Aumonier, Stacy (1887–1928)
The descendant of an old Huguenot family, Aumonier was an artist before he turned to writing in 1913. John Galsworthy regarded him as ‘one of the best short-story writers of all time’; and A. C. Ward claimed, in his Aspects of the Modern Short Story (1924), that Aumonier’s war stories resembled ‘an English epic of the Great War’ (252). Aumonier captured the varied reactions to war of his fellow countrymen, and portrayed the destruction of what many thought of as an English pre-war idyll in ‘The Match’ (1916).
Barnes, Julian (1946–)
Educated in London and at Oxford, Barnes has worked as a lexicographer, reviewer, editor and television critic. He is now a full-time writer and occasional translator, and lives in London. He has published crime fiction under the pseudonym Dan Kavanagh. For his ‘serious’ novels, Barnes has won numerous awards, both in Britain and abroad, and his works have been shortlisted frequently for the Man Booker Prize. To date, he has published two volumes of short stories – Cross Channel (1996) and The Lemon Table (2004).
Borden, Mary (1886–1968)
Born in Chicago, the daughter of a businessman. While travelling in Europe at the outbreak of the war, Borden decided to set up a hospital unit on the Western Front. She stayed in France for the duration, and was awarded the Croix de Guerre by the French government. She met her second husband, Edward Spears, while serving in France, and went to live with him in England. Of Borden’s novels, Sarah Gay (1931)is also loosely based on her own war experiences. Her collection of sketches, poetry and short stories, The Forbidden Zone (1929), derives entirely from her war experiences.
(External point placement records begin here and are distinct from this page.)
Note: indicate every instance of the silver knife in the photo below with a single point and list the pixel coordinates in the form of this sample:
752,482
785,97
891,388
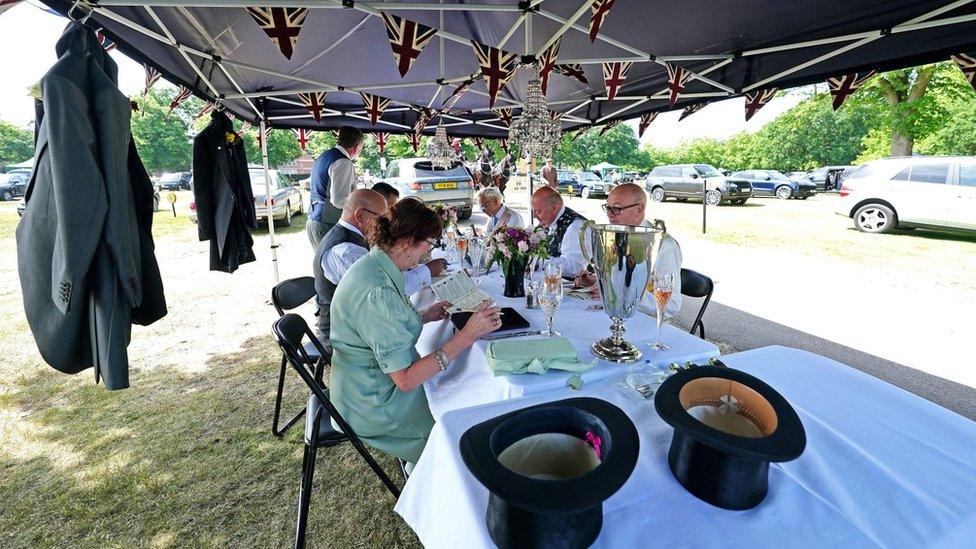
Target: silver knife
512,334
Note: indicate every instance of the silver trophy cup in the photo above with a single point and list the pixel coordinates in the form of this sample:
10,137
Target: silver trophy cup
623,258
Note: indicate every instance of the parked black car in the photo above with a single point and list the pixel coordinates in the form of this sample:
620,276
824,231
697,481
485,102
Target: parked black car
13,185
774,183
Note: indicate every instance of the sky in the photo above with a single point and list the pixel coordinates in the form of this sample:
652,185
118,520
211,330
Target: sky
28,36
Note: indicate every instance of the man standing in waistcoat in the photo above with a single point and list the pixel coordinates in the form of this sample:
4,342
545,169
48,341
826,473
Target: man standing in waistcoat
333,179
563,225
345,243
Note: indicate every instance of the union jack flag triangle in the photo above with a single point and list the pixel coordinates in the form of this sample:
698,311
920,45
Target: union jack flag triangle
504,116
407,38
181,96
600,9
375,105
152,76
841,87
497,68
645,122
614,75
314,102
690,110
967,64
677,80
547,62
282,25
757,100
302,135
574,70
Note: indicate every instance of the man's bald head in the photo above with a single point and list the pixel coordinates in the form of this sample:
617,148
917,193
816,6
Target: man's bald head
630,201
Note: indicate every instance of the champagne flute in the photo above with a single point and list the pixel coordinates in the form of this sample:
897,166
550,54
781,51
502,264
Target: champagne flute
663,286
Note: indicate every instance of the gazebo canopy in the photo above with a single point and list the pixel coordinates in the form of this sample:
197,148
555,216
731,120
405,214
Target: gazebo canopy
610,60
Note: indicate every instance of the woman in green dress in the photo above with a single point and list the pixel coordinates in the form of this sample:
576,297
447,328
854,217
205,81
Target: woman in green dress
377,372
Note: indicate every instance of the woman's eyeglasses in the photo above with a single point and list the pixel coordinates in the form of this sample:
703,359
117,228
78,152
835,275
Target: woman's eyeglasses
617,210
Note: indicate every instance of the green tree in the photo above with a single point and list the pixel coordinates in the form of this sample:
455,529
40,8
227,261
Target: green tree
16,144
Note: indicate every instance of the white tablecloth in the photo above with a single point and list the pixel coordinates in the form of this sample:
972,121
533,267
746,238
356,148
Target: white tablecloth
881,467
469,382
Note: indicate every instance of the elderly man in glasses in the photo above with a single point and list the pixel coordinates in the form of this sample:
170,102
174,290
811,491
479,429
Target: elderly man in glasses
626,205
345,243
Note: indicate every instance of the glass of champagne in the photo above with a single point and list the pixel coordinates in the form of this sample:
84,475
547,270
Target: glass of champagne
550,298
662,285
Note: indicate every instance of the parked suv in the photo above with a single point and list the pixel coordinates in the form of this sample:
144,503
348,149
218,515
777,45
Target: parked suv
924,192
774,183
684,181
417,177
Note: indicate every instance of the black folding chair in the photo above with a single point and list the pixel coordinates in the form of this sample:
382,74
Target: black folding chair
695,284
288,295
291,330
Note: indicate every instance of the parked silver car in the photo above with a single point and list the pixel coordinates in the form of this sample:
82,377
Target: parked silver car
691,181
450,187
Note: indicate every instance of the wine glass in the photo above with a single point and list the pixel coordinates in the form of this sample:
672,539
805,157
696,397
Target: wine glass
661,286
550,298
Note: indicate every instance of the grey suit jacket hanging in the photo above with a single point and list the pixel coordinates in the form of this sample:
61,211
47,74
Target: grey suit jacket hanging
85,253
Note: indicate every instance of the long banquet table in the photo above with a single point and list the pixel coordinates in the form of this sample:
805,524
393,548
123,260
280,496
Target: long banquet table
882,467
469,382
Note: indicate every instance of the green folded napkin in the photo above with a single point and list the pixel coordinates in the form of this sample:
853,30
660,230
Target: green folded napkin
536,356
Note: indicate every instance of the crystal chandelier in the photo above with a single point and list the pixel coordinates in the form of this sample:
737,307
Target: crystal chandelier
439,150
535,132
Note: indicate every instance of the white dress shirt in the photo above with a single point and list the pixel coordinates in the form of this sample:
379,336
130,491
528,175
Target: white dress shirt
342,179
572,254
514,219
337,261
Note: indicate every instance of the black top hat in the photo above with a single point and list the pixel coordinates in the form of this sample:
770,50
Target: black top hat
723,458
553,495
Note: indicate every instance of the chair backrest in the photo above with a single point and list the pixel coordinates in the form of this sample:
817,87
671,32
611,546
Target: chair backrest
292,293
695,284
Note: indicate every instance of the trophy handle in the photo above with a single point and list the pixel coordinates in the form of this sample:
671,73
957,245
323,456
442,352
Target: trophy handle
585,230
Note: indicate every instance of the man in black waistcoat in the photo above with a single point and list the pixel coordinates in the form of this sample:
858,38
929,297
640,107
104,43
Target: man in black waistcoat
563,225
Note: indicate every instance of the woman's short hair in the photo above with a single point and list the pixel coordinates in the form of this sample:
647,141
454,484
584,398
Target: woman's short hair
408,219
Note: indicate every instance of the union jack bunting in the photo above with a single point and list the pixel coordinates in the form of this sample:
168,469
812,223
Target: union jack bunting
614,75
497,68
302,135
645,122
407,38
206,109
608,126
314,102
104,41
7,4
600,9
181,96
677,80
690,110
573,71
757,100
967,64
282,25
375,105
841,87
547,62
152,76
504,116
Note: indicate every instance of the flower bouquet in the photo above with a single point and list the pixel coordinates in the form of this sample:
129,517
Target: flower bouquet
513,248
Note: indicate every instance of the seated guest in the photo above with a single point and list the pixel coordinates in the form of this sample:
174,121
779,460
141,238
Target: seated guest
388,191
344,244
563,225
626,205
492,202
376,372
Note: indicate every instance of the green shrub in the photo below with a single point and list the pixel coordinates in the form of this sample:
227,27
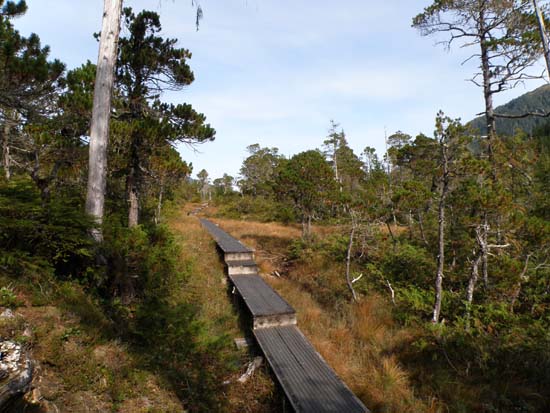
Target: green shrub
56,232
8,298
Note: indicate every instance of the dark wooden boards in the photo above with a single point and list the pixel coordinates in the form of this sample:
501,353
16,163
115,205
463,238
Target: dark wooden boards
309,383
260,298
226,242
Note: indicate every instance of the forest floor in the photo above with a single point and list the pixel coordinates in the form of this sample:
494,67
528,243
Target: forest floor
83,367
360,340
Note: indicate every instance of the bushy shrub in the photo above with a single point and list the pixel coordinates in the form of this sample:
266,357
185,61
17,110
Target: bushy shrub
56,232
409,264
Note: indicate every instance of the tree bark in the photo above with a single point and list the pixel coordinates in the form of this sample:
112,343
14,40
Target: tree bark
159,204
441,234
133,201
474,275
348,256
421,227
6,148
99,128
487,92
543,36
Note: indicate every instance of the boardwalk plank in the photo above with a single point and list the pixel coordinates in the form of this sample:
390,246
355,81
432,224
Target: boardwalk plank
310,384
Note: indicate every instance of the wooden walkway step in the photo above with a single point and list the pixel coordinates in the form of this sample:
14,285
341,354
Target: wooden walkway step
242,267
266,306
226,242
309,383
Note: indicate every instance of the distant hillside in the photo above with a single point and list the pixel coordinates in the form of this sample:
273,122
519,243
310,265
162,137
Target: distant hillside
536,101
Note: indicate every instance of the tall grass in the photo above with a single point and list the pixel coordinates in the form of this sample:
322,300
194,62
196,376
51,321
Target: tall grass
360,341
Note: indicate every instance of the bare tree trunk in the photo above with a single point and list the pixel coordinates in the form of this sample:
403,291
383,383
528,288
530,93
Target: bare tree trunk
421,226
543,36
394,241
133,201
441,233
6,148
522,278
411,221
484,253
474,275
99,128
348,256
487,92
159,205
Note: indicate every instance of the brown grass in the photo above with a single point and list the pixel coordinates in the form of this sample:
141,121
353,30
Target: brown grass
360,341
208,289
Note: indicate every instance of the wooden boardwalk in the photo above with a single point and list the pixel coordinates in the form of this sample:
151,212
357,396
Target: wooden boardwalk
310,385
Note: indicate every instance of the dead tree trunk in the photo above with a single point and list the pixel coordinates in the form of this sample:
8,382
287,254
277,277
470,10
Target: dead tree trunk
484,252
444,189
543,36
159,204
6,160
421,227
133,200
99,128
474,275
522,278
348,255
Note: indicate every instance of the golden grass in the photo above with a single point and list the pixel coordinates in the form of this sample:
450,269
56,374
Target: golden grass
360,341
207,288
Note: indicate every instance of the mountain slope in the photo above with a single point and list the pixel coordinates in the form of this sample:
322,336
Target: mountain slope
537,100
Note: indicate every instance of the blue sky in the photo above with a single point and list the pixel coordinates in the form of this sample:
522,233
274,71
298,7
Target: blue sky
275,72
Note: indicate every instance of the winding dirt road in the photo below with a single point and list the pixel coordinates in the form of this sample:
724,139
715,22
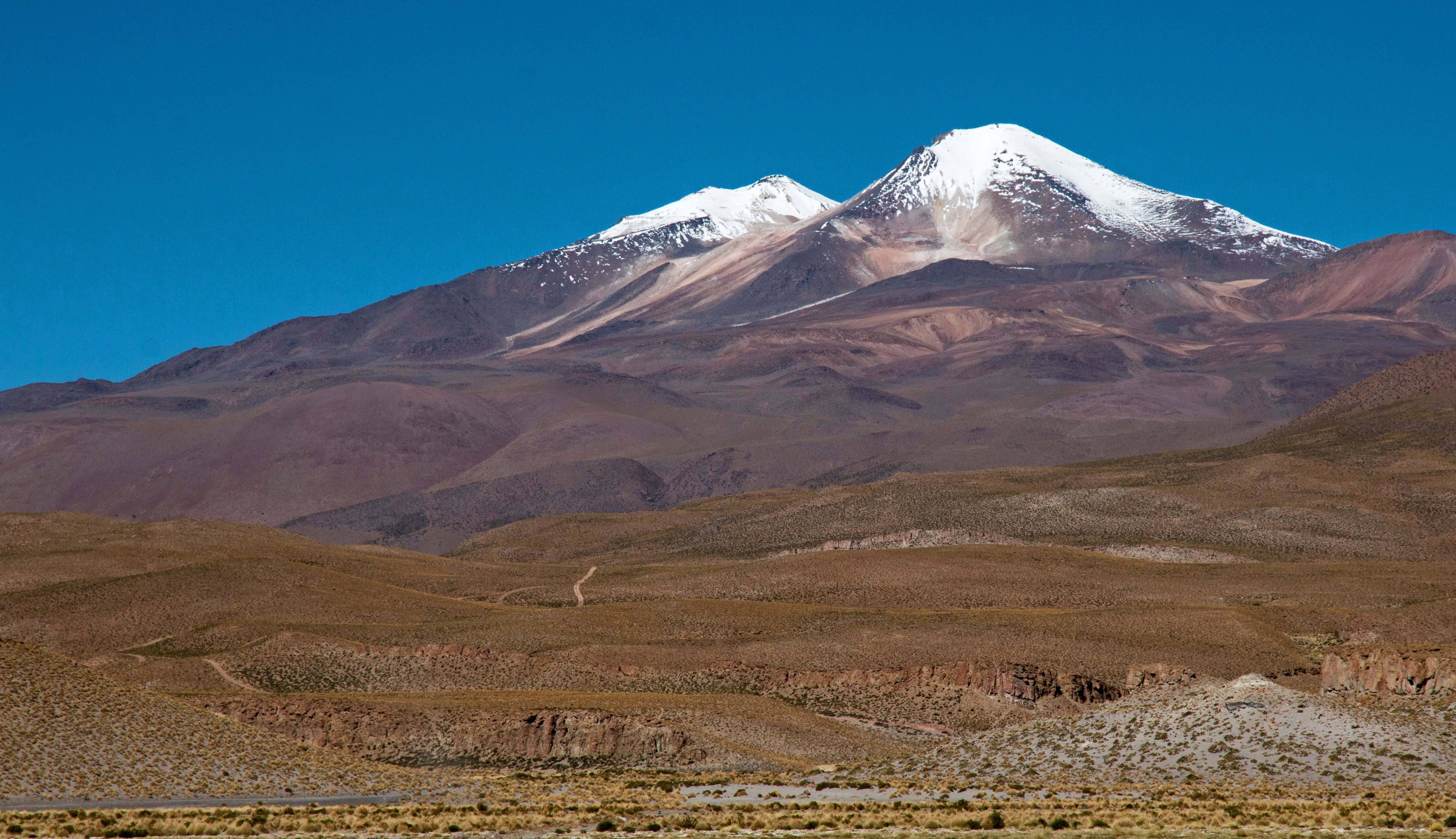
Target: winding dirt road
581,601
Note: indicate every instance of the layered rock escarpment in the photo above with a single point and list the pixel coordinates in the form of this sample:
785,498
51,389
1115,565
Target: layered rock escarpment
1380,672
433,736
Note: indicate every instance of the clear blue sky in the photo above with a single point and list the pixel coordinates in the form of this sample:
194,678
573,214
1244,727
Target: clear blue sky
185,174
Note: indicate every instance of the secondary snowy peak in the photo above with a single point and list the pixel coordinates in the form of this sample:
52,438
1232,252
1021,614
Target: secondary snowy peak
717,215
1039,180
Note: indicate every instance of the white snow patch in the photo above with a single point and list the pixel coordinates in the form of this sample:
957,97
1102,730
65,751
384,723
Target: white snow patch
960,167
730,213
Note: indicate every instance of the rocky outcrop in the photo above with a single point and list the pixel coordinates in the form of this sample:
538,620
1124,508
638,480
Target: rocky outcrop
1018,682
424,736
1359,672
908,539
1155,675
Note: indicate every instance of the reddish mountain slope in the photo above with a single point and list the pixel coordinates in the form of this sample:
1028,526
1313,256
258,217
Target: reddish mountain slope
995,301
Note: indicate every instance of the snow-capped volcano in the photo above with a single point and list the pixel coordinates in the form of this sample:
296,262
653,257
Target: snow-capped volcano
718,215
1014,196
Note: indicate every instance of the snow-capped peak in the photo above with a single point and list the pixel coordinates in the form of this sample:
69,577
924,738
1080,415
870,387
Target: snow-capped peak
956,172
729,213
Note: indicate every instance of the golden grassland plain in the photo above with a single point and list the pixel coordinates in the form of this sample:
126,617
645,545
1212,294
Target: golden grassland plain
784,615
586,805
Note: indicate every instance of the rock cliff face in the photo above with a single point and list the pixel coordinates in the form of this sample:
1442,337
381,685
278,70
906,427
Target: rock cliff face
945,694
469,737
1390,672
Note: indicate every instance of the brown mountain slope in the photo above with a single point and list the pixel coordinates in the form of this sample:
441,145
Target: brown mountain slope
960,365
1240,560
72,733
1365,475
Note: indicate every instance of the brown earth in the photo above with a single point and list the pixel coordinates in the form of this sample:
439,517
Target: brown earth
564,729
72,732
1341,521
1385,672
394,426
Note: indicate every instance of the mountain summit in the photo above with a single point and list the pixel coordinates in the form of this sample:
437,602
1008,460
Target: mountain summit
1005,194
718,215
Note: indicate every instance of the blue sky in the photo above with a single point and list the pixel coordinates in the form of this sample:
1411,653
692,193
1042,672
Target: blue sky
180,175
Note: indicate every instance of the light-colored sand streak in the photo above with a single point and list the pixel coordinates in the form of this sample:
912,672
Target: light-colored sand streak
581,601
231,678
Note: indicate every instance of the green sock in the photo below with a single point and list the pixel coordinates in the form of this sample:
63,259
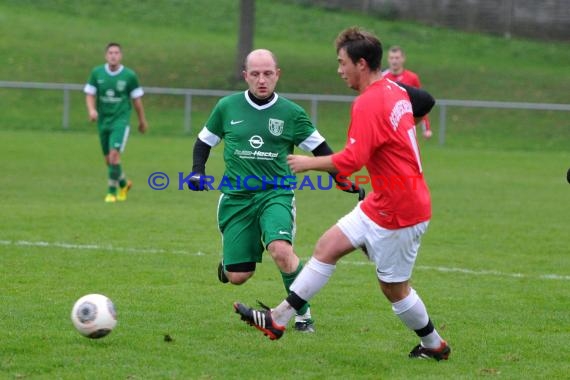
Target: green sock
122,177
114,172
288,279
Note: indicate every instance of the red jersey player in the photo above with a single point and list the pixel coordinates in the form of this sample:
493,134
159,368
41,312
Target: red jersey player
390,222
397,73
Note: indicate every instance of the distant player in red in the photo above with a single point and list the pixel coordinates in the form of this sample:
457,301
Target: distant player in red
397,73
390,222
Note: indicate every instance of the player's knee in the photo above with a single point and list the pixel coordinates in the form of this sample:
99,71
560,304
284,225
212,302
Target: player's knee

Brighouse, Harold (1882–1958)
Brighouse grew up in Manchester as the son of a businessman, and, after an apprenticeship in a company selling shipping equipment, went to work in the cotton trade. In 1902 he moved to London, where he embarked on his writing career. Brighouse was a prolific playwright, who also wrote eight novels, a number of short stories and worked as literary critic of the Manchester Guardian. Many of his plays feature Lancastrians, and the factory setting of Once a Hero may also owe much to his roots in a manufacturing town.
Buchan, John (1875–1940)
Educated in Glasgow and at Oxford, Buchan was a barrister, journalist, publisher and politician. He wrote and published his first novels while still at university. During the war he was a correspondent for The Times, and, in 1917, was made director of information for the Secret Service. Buchan was created Baron Tweedsmuir, and in 1935 moved to Canada as its governor general. He wrote a large number of historical novels and many short stories, published in seven collections and in magazines such as the Spectator and Blackwood’s. However, his literary fame rests primarily on his spy thrillers, most famously The Thirty-Nine Steps (1915).
Conrad, Joseph (1857–1924)
Józef Teodor Konrad Korzeniowski was born in Ukraine, then part of the Russian Empire. His parents were Polish nationalists and belonged to the impoverished gentry, but Conrad was orphaned young and moved to Marseille at sixteen to seek his fortune at sea. After several years as an apprentice on sailing ships, he joined the British Merchant Navy in 1879. Once he had passed the required exams, he became a captain and a naturalized British subject. He embarked on a professional writing career in the 1890s, drawing on his travels and experiences abroad. Of his many novels and short stories, ‘The Tale’ is the only one to address the First World War.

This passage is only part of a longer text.